Richard Nixon is not a role model.

But there’s a lesson to be learned from Tricky Dick, and you’d think an ardent student of history like Jim Harbaugh would notice. But maybe Harbaugh, who once compared Michigan’s ground game to George S. Patton’s, is more into generals than presidents.

The cover-up is almost always worse for the sketchy party involved than the crime that preceded it.

Nixon’s original crime — authorizing the burglary of the Democratic National Committee’s headquarters at the Watergate Hotel in 1972 — was made far worse by the multitude of laws his administration broke in the attempt to sweep the issue under the rug. It cost him his presidency — an event still without precedent in American history.

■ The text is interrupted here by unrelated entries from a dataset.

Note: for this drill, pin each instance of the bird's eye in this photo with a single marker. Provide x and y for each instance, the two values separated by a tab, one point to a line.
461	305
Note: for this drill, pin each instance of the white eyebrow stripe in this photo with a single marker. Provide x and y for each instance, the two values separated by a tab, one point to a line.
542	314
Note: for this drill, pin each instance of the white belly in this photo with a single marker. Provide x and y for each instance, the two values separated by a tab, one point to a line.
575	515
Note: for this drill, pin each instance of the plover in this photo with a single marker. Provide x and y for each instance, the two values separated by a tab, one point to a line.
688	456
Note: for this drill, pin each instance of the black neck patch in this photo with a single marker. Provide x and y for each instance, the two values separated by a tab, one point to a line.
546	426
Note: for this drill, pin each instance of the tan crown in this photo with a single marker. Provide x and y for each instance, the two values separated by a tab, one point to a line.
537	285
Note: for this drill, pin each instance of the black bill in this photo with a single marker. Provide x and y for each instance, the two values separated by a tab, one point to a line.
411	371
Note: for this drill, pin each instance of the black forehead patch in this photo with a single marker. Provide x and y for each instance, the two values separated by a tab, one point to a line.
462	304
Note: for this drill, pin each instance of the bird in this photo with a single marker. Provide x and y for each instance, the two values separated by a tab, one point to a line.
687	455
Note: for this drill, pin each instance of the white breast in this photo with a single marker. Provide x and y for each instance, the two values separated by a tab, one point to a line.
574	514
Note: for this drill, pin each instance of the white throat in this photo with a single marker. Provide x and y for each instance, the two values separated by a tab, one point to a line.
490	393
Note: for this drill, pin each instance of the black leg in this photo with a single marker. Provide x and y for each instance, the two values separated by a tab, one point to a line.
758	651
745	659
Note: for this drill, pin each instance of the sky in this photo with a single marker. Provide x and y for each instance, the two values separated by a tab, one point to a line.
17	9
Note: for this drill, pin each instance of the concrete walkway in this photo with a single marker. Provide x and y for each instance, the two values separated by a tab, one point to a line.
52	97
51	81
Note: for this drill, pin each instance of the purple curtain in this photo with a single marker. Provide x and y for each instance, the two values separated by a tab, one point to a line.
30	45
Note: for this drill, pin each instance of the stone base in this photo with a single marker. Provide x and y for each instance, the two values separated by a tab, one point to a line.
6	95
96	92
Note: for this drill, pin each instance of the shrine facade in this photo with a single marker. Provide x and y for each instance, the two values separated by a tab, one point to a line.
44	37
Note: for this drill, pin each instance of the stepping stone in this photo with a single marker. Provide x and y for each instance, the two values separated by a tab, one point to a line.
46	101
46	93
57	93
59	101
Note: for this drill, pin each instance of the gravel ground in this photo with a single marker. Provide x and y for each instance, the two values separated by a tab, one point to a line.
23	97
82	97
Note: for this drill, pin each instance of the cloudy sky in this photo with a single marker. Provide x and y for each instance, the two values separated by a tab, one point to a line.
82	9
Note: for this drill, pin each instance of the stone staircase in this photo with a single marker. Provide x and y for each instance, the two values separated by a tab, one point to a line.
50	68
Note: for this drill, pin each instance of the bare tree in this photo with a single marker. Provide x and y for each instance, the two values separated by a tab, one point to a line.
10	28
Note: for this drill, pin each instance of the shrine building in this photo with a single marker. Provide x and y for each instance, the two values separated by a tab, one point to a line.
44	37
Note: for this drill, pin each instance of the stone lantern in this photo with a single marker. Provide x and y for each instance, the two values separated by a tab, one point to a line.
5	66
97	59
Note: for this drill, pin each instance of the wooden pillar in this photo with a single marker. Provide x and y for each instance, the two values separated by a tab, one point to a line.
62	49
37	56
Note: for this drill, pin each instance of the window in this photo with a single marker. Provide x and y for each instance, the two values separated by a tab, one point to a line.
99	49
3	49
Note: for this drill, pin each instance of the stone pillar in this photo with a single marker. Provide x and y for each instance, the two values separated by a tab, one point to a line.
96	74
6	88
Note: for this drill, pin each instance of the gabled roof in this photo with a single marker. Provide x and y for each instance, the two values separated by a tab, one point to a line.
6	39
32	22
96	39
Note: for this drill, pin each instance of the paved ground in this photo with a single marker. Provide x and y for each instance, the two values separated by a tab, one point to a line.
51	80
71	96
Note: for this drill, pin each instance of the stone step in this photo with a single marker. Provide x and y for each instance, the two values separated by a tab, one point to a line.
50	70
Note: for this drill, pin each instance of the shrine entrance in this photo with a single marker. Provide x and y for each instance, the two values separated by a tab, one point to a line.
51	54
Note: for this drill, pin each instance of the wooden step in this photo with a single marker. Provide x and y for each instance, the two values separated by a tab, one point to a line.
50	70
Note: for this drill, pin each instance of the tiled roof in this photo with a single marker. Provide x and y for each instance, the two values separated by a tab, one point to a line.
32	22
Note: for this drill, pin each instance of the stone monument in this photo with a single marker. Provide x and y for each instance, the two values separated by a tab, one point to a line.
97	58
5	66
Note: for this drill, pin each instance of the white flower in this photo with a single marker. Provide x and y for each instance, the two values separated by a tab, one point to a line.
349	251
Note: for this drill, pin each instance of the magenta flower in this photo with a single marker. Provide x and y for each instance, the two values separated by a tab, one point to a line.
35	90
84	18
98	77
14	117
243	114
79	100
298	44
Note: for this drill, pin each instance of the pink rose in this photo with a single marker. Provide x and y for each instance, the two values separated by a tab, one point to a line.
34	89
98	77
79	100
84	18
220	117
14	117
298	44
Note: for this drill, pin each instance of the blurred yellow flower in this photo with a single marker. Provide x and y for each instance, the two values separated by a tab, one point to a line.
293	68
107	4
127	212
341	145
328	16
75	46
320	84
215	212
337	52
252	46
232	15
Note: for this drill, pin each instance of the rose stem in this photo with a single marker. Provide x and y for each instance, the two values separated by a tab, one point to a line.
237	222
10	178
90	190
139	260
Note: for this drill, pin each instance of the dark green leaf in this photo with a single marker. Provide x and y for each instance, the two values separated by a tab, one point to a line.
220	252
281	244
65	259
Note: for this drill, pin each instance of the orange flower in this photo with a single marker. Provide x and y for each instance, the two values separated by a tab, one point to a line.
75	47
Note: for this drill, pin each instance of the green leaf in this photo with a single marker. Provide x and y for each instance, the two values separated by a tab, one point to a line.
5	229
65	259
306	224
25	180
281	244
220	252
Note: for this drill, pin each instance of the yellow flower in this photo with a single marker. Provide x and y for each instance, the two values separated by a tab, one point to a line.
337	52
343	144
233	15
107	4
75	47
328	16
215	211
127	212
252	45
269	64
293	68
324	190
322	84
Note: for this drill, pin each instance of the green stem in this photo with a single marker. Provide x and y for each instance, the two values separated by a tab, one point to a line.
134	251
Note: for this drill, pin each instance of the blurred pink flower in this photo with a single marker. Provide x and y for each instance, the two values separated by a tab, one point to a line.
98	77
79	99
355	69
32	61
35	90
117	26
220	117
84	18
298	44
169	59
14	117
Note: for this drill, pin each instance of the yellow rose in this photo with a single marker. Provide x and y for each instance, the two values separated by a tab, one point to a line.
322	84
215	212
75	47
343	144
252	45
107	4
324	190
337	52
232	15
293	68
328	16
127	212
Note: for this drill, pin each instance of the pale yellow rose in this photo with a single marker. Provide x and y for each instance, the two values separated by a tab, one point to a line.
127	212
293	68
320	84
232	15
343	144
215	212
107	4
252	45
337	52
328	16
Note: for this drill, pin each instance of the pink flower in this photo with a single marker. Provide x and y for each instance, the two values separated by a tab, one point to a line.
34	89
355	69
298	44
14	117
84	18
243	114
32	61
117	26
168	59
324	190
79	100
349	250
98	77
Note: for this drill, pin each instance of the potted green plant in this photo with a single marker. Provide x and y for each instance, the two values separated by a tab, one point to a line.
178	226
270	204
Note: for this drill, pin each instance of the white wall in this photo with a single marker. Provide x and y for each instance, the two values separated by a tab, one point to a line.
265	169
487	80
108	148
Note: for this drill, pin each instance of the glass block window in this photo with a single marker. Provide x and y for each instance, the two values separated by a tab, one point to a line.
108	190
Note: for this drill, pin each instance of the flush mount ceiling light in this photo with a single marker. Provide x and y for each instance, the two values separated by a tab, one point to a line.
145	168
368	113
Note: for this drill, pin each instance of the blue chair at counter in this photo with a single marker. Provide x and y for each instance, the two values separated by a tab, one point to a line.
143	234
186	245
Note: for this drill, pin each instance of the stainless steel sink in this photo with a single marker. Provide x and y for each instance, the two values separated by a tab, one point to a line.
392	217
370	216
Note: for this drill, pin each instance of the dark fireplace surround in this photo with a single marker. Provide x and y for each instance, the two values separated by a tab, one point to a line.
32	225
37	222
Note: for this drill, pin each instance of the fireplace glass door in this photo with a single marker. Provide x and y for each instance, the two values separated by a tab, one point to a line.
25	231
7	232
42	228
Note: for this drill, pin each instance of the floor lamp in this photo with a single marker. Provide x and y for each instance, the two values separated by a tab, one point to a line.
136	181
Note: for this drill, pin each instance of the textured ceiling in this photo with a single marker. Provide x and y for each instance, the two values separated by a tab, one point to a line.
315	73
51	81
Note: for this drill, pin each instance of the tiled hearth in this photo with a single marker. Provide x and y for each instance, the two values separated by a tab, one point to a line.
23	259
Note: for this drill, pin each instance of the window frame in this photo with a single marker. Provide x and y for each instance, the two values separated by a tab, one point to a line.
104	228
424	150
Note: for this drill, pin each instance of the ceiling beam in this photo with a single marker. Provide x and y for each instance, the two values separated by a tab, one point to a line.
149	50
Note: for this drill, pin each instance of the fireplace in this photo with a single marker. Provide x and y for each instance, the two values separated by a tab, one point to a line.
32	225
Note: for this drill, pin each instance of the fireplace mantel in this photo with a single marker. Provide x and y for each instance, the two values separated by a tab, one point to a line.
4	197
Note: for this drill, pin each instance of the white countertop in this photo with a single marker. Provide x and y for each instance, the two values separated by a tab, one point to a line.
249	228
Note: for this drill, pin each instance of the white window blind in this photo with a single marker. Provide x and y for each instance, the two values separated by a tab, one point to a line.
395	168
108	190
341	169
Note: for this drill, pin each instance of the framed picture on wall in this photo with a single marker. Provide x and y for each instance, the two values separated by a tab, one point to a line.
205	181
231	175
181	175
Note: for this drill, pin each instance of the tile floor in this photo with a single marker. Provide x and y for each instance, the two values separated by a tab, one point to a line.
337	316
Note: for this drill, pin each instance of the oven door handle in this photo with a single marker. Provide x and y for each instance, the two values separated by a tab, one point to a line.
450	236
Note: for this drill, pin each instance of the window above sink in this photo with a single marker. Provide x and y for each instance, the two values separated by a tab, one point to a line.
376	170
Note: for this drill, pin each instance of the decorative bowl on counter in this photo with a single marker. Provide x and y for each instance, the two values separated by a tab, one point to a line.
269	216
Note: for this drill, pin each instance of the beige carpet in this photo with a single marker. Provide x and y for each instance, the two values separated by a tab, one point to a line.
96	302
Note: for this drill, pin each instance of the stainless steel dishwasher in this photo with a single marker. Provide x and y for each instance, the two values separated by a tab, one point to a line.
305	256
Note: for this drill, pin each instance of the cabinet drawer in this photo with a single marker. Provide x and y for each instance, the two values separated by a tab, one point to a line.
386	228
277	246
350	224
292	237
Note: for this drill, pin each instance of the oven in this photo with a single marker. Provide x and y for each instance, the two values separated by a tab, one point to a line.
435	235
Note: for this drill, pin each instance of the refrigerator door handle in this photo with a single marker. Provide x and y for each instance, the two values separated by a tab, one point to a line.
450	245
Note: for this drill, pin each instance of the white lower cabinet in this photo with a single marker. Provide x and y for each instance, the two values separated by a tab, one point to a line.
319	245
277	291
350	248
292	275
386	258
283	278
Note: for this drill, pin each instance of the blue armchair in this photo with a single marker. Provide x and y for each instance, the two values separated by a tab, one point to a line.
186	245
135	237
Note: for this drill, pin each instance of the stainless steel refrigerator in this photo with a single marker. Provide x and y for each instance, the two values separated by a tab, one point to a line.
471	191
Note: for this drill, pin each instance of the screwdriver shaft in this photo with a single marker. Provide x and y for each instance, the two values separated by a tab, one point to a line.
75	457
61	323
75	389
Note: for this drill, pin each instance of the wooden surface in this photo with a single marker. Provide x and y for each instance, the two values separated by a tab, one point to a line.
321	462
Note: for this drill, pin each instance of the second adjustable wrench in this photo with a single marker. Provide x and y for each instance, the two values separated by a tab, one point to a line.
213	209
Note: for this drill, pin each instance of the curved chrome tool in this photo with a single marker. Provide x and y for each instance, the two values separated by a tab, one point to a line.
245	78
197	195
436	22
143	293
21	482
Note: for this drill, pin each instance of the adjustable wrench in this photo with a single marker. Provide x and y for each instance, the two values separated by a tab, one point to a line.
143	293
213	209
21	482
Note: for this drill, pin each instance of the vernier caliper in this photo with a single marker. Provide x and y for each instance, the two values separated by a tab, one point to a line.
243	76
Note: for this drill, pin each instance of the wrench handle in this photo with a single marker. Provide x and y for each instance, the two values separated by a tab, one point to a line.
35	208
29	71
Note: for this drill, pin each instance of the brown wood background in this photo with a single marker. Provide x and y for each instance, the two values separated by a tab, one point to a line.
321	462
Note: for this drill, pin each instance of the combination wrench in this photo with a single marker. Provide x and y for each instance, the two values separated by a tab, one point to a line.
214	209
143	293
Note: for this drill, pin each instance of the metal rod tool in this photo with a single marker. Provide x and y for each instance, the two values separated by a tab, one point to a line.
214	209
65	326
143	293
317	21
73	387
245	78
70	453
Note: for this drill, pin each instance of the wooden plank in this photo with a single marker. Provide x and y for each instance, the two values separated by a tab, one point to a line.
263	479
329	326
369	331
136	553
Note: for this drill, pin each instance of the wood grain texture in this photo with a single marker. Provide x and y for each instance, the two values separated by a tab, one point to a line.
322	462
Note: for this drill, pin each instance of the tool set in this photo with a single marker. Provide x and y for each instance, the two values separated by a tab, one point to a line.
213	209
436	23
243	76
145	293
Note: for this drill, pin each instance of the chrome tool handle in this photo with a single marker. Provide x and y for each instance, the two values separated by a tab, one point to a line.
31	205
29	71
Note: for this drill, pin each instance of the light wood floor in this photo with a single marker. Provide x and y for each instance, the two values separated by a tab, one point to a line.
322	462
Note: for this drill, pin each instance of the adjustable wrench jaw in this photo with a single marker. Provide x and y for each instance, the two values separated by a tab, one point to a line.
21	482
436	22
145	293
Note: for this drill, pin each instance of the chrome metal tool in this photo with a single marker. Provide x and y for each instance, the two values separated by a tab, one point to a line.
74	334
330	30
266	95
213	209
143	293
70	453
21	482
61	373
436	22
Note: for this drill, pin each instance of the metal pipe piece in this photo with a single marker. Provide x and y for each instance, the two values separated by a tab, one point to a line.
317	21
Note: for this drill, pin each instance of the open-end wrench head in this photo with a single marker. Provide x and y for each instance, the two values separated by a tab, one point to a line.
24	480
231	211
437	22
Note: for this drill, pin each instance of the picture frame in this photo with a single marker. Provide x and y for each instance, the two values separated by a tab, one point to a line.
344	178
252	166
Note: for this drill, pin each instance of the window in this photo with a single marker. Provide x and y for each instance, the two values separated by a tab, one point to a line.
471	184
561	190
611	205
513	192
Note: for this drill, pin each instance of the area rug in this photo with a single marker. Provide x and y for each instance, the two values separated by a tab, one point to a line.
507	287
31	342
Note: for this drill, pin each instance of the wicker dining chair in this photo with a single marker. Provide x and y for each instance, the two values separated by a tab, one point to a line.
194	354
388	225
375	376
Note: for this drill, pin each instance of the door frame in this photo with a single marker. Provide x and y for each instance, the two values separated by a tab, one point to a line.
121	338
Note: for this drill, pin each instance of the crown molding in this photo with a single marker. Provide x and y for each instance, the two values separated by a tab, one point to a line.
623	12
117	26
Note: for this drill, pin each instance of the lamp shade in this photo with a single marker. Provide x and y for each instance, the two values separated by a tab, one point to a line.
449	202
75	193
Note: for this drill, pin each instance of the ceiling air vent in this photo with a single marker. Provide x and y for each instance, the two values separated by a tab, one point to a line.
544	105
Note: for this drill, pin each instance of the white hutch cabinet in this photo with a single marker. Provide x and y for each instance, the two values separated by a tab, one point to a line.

But the lessons of Nixon don’t just apply to politics. Time and time again, they have been ignored by college coaches who find themselves in much deeper water than their initial misdemeanors warranted.

Look at Bruce Pearl.

Pearl committed a totally innocuous violation while coaching at Tennessee, inviting recruit Aaron Craft’s family to a cookout at his home. Since Craft was making an unofficial visit, that was not allowed under NCAA rules.

Pearl lied about it to investigators, and told Craft’s dad to do the same. What should have been a wrist-slap led to an 8-game suspension because Pearl lied. And when other allegations were uncovered, Pearl lost his job and was hit with a 3-year show cause penalty.

Ironically, Pearl’s last game at Tennessee was a loss to Michigan.

And he’s not even the only coach who saw his career go down in flames shortly after a game against the Wolverines.

Jim Tressel’s Ohio State tenure didn’t end because his players were trading memorabilia for tattoos. It ended because he lied about knowing about those NCAA violations. Tressel resigned.

The penalty for the original crime would have resulted in a 5-game suspension. Lying cost Tressel his job in May 2011.

Harbaugh is alleged to be the latest coach to fall prey to this folly. Given that the most infamous example of this malfeasance involves Ohio State, it’s an unacceptable mistake.

Turning molehills into a mountain

Michigan should be experiencing a light NCAA slap on the wrist at the moment. Thanks to Harbaugh’s alleged conduct, the Wolverines are instead dealing with an unnecessary crisis.

The NCAA Notice of Allegations sent to Michigan primarily charges Harbaugh and the Wolverines with the equivalent of an unpaid parking ticket.

Harbaugh committed a pair of Level II violations by contacting recruits during the COVID-19 dead period. Michigan also self-reported a violation involving an off-field analyst providing on-field instruction during a practice, which is not allowed.

The problem?

Harbaugh is accused of providing false or misleading information to the NCAA regarding his contact with recruits during the COVID dead period. So, what would have been a minor kerfuffle now becomes an alleged Level I violation.

Had Harbaugh been forthright, Michigan might be concerning itself with some set of penalties falling well short of scholarship reductions or worse.

But because the NCAA says he lied, there is the possibility of Harbaugh being suspended for a number of games. Or maybe the Wolverines will get penalized in recruiting.

All of these outcomes were avoidable — but none more so than the actions he took after the initial wrongdoing. What Harbaugh likely perceived as being best for the program was nothing more than selfish obstructionism.

And now the question becomes just how big a price Michigan will pay — because this isn’t only about a potential suspension.

A wrench in Harbaugh’s already murky future

A day before Michigan received the NCAA’s allegations, Harbaugh released a statement addressing rumors that he’s headed back to the NFL.

The most notable sentence: “I expect that I will be back enthusiastically coaching Michigan in 2023.” That’s a far cry from Michael Jordan’s “I’m Back” fax, to be certain.

Contrast Harbaugh’s tone with a much more definitive statement from Juwan Howard when he was rumored as a candidate for NBA openings.

If Harbaugh wasn’t already motivated to leave for the NFL, we now know he has extra impetus. It’s a chance to get out of town ahead of the posse looking to bring him down.

Of course, that becomes a question he now must answer in any prospective interview for an NFL gig.

“Are you here just because you don’t want to deal with NCAA penalties?”

Maybe Harbaugh will stick around in Ann Arbor and face the music. After all, he did give his word that he’ll be back at Michigan in 2023. Or that he expects to be, anyhow.

But Harbaugh also gave the NCAA his word before that. And we can see how that’s working out.